The result? After one week on the getting-in-shape bandwagon, you are getting off of it again, because of soreness and injuries.
Many will face this disappointment — and after having the best intentions.
It's no secret that, after the holidays, comes the pressure to lose weight and to start working out again. Thus, many of us are looking for solutions to become active again. So, it's natural for you to be enthusiastic — and possibly start out by enrolling in a class that has been well-attended by regulars all year long.

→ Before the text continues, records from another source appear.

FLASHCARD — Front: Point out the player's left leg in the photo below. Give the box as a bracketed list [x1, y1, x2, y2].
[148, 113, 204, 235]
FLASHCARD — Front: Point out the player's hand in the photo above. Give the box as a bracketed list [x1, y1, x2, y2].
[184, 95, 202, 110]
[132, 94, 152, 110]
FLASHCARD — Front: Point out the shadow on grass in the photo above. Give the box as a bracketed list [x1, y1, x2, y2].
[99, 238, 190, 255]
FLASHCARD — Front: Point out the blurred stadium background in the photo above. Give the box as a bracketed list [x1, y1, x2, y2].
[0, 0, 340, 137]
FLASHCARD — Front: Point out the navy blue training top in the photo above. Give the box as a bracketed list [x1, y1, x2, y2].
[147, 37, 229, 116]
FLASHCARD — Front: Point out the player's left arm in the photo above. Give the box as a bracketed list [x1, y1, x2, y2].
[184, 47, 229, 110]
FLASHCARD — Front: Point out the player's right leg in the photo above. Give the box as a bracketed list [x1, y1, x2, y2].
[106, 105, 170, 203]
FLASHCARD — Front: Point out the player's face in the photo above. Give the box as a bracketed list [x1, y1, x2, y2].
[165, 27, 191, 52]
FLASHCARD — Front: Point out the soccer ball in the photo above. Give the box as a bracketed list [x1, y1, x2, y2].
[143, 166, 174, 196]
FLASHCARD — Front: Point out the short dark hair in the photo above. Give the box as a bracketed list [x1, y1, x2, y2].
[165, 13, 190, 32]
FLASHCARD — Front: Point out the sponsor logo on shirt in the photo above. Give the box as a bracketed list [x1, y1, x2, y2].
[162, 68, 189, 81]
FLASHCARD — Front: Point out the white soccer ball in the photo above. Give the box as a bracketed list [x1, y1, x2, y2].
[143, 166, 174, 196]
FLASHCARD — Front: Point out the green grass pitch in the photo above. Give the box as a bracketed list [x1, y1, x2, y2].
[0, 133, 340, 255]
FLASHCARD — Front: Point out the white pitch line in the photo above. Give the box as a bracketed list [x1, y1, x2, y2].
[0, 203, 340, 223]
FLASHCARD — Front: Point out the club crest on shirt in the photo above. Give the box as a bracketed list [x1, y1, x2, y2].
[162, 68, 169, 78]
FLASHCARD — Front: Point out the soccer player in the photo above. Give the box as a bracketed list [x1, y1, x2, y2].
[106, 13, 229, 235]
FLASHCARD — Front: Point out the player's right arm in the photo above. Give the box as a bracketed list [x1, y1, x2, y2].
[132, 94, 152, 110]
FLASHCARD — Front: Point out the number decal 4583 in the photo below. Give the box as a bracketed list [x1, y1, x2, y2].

It was a great intention, but perhaps this class was not a good fit for your level of fitness yet. The next day, you can't move because you are experiencing considerable muscle pain and soreness. Even sitting down may hurt.
Even worse, is if an injury occurs. This may happen because you have not warmed up long enough before your exercise, or maybe have not warmed up at all. Perhaps you have suffered from a failure to stretch short muscle groups and correct imbalances, before starting your workout program.
Another common story is simply not being ready for an exercise, and pushing forward with it, anyway. And now, you've experienced an injury. You took the wrong step and twisted your ankle. Or a push-up was executed incorrectly, and you are now in intense pain.
The net result? You may have experienced a torn ligament, tendon, muscle or a broken bone — when all you wanted to do was get started and capitalize on your eagerness to get your body back into shape.
Serious injuries aside, muscle soreness after a workout can have two common causes — stored lactic acid in your muscles, or microscopic tears in your muscle tissue. In both of these cases, allowing yourself time to recover is the best solution. But here are three solutions you can immediately take:
After an intense workout out, go and have a massage. Right after. Aside from the sheer indulgence factor, this is also an opportunity for the massage therapist to push the lactic acid out of your muscle tissues, preventing soreness. This is the main reason why massage therapists are on the staff of any Olympic athletic team.
Think of it as a little hair of the dog that bit you. To get more of your lactic acid out from your muscle tissue, follow up with a low intensity workout the following day, and be sure to stretch. Many individuals make the mistake of simply not moving when sore, when these movements can actually activate the muscles, and help recovery.
Basic chemistry: what happens if you put an alkaline solution into an acid solution? It neutralizes itself, depending on the pH levels of both solutions. Lactic acid, as the name implies, is acidic. Baking soda is alkaline. Your skin is the largest organ that has absorption capabilities. So, try a bath with one-half cup baking soda dissolved in the water, and see how you feel afterward.